Kernel
Contents
ROSA Kernel
This text was started on 27 Feb 2014, this is only the very first draft, an early 'work in progress'...
at the end, when complete, it would contain the main specs of each flavours and suggestion of use.
ROSA has in its availability a great number of kernel series
- Kernel ONE with nr.3 flavour series: basic, nrj, nrjQL
- Kernel ONE is the most complex and complete source with so many configs and features, it can configure and generate a lot of different specialized flavours, also called (69) Yin/Yang for its completeness
- Kernel Vanilla with one basic vanilla flavour plus two vanilla + nrj based flavours
- Kernel RT with one basic rt flavour plus one rt based flavour (rtQL)

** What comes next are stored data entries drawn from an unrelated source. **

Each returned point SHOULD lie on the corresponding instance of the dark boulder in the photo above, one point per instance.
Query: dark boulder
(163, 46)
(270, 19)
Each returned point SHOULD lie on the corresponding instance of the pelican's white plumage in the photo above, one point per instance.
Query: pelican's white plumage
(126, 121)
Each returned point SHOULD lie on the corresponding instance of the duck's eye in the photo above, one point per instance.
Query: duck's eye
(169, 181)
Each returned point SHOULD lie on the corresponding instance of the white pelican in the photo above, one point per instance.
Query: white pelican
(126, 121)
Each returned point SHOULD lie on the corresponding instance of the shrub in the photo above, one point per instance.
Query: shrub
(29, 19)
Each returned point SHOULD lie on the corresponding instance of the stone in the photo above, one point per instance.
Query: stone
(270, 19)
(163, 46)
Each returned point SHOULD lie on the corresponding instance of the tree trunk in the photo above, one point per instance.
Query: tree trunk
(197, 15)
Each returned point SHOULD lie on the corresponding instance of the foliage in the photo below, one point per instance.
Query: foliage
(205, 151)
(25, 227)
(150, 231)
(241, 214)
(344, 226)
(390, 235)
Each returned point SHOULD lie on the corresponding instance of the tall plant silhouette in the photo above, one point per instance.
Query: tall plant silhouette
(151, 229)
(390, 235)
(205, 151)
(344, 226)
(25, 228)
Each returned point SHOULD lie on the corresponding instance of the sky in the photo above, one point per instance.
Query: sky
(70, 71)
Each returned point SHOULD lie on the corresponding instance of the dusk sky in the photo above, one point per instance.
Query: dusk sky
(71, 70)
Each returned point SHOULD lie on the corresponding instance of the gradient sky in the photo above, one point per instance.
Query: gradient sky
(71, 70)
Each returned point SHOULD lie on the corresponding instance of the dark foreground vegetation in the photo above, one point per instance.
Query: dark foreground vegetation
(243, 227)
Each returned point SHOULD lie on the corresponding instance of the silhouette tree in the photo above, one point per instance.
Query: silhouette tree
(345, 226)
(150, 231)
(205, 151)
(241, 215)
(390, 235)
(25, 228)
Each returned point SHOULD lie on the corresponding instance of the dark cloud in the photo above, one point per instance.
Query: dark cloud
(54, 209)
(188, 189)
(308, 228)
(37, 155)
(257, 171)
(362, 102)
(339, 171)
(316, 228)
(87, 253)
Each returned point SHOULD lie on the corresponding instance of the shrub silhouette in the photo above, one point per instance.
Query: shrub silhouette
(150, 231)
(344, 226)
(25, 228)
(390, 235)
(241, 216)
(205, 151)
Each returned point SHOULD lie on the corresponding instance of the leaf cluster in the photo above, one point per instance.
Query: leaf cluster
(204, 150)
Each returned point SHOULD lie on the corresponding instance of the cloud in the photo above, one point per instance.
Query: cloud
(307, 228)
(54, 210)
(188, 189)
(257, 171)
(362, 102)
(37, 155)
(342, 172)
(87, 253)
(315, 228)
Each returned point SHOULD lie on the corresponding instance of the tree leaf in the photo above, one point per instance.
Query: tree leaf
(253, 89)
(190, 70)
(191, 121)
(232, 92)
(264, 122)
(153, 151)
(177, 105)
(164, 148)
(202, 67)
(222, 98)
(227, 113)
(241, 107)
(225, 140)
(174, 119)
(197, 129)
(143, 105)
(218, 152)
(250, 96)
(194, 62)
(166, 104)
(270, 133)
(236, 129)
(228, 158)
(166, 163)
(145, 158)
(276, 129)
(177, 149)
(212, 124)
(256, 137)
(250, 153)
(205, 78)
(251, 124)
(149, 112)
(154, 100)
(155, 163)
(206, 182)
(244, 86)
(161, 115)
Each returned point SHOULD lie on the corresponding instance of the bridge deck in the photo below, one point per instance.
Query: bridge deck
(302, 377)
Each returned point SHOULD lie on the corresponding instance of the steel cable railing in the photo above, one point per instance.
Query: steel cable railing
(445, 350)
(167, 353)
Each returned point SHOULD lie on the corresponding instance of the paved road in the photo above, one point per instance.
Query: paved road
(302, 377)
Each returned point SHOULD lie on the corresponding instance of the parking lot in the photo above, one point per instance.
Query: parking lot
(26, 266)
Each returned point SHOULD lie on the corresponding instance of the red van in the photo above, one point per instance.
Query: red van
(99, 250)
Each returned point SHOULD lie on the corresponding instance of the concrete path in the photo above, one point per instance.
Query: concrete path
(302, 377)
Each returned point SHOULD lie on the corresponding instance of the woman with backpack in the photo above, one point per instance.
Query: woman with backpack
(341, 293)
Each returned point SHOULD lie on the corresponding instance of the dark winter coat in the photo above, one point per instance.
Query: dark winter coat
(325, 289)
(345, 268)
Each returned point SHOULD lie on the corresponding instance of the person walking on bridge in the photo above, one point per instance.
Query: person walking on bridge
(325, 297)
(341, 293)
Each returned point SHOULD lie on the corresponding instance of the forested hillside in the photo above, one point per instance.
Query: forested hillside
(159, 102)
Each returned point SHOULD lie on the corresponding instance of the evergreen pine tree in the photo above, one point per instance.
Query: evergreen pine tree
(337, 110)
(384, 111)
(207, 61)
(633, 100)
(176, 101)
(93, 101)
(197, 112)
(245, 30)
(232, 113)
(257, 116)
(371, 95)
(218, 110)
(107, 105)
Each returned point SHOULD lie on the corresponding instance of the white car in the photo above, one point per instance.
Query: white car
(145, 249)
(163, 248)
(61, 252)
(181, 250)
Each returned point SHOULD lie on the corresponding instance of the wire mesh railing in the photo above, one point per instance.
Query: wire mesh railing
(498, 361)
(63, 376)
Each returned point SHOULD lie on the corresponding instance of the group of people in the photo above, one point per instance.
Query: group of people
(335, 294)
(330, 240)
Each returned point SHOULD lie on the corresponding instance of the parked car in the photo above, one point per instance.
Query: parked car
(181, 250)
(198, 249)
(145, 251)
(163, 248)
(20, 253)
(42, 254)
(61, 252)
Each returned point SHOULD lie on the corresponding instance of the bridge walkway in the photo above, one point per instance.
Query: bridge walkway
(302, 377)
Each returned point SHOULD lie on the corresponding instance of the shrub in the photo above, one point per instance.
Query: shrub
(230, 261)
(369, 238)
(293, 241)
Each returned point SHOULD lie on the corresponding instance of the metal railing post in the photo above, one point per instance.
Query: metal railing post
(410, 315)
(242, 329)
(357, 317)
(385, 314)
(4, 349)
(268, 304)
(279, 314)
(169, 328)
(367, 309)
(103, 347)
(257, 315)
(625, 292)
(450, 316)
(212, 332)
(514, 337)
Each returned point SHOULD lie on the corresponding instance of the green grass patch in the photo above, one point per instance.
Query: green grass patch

The sources are shared with OpenMandriva linux, so the same sources can generate a great number of different kernel flavours for ROSA Linux http://www.rosalab.com/, OpenMandriva Lx http://openmandriva.org/, and their spin-off like MagOS http://www.magos-linux.ru/, MoonDrake http://moondrake.org/, Unity Linux http://unity-linux.org/, ...
The Kernel ONE
The basic, nrj and nrjQL kernel flavours
nrj and nrjQL are two different codenames used to distinguish the two advanced flavour series from the basic ones
these three flavours series can be generated from different kernel sources (srpms): 1> from kernel source, that may be recognized by release number rel.1, for basic and nrj 2> from kernel source, that may be recognized by release number rel.69, for nrjQL only, 3> from kernel source, that may be recognized by release number rel.70, also called with the name the Kernel ONE generating all basic, nrj, nrjQL flavours
History about the nrj and nrjQL kernels
Just below, the link from where all has born...
http://mib.pianetalinux.org/forum/viewtopic.php?f=38&t=3463
Main configs and features
The same source is able to configure and generate nr.3 kinds of kernel flavour levels:
1> basic flavours use 'old mdv model', it's a complete featured kernels set with simple common configs, and the same old mdv names:
examples: kernel-desktop-i586, kernel-desktop, kernel-server, ...
2> nrj flavours = contain the same patches and features of 1> plus few extended features:
- Full Preemption
- RCU preemption
- RCU boosting
- BFQ (disk I/O sched) enabled by default (instead of standard CFQ)
examples: kernel-nrj-desktop, kernel-nrj-laptop, kernel-nrj-realtime, ...
ROSA Linux distro have chosen kernel-nrj-desktop as the default kernel flavour, but it is possible, after the OS has been installed on the HD or SSD, to install and use any of the of different specialized kernel flavours, some examples?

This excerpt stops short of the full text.